DODGE CITY, KANSAS — Gunfighters and outlaws like Wyatt Earp, Frank and Jesse James, Bat Masterson and Doc Holliday brought fame and violence, and occasionally law and order, to the iconic Wild West cow town of Dodge City, Kansas—a place-name that still lends itself to the popular American idiom about leaving and in a hurry.
The Kansas Republican Party is the Sunflower State affiliate of the national Republican organization and their acolytes have recently taken that idiom’s advice to heart by removing the only polling location from the city’s civic center and placing it well outside of town–a mile away from the nearest bus stop.
According to The Wichita Eagle, Dodge City is now at least 60 percent Hispanic–and since Hispanic voters overwhelmingly choose Democrats over Republicans, the paper notes, the removal of the city’s lone polling station “could be a factor in Kansas’ tight governor’s race featuring a champion of immigration restrictions, Republican [Secretary of State] Kris Kobach [and] Democratic state Senator Laura Kelly.”
Local Democrats and voting rights advocates say that’s no “could be” or coincidence at all.
Johnny Dunlap is the chairman of the Ford County Democratic Party. Dodge City is the Ford County seat. In comments to the Eagle, Dunlap blasted the change–which occurred just weeks ago–for its likely impact on turnout during this year’s highly contested midterm elections. He said:
It is shocking that we only have one polling place, but that is only kind of scratching the surface of the problem. On top of that, not only is it irrational and ridiculous that we have only one polling place, but Dodge City is one of the few minority-majority cities in the state.
Dodge City has struggled with Hispanic voter turnout in the past. A database consulted by the Eagle showed that Hispanic voters only registered 17 percent turnout during the last midterm elections in 2014 compared to 61 percent turnout for white voters during that same year.
And apathy alone might not account for those low participation rates. The Eagle also notes that Dodge City’s former polling location wasn’t exactly centralized. Rather, that singular polling site was located “just blocks away from the local country club — in the wealthy, white part of town.”
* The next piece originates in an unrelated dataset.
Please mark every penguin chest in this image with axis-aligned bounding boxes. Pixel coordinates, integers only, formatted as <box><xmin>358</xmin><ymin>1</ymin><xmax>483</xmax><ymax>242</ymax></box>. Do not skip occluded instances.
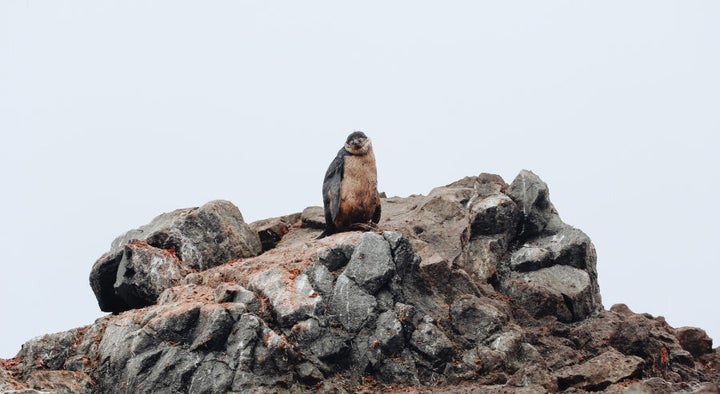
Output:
<box><xmin>335</xmin><ymin>152</ymin><xmax>378</xmax><ymax>228</ymax></box>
Dodge City has a population of roughly 27,000 residents–buoyed by a semi-recent influx of Hispanic and Latin immigrants chasing economic opportunity provided by the time-honored tradition of American cattle. But instead of the Great Western Cattle Trail, this time around, it’s the wholesale industrial processes of slaughterhouses and beef packing plants.
The city’s voter rolls contain in excess of 13,000 eligible individuals. The average Kansas polling site serves around 1,200 voters during any given election. The ACLU of Kansas notes that this disparity makes Dodge City’s sole location, “one of the most burdened polling places in all of Kansas.”
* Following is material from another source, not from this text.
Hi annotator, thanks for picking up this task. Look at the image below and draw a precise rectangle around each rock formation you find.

ACLU of Kansas Executive Director Micah Kubic did not mince words about what this meant in real terms.
“Thousands of Hispanic voters on the south side of town now have a harder time voting,” Kubic said.
Dunlap also made his concerns plain.
“That is terrible,” he said. “What that has contributed to is a way below average Hispanic turnout in voting in Dodge City.”
Republican Party officials insist their hands are tied.
Kansas Elections Director Bryan Caskey, who was appointed by and works directly under Kobach, authority, said the county had to move the polling location due to construction in the area.
Dunlap, however, noted that construction on the “huge” building had barely begun–and that most of said construction was an addition that had little impact on the space previously used to house voting machines.
In comments to Law&Crime, he said:
This isn’t a new problem. I met with [Ford County Clerk Debbie Cox] previously and implored her to increase the polling locations. She flatly refused. This is purposeful. She said it wasn’t in her budget–but she makes her own budget. She gave me a list of excuses but none of them hold water.
Law&Crime reached out to Cox’s office for comment but no response was forthcoming at the time of publication.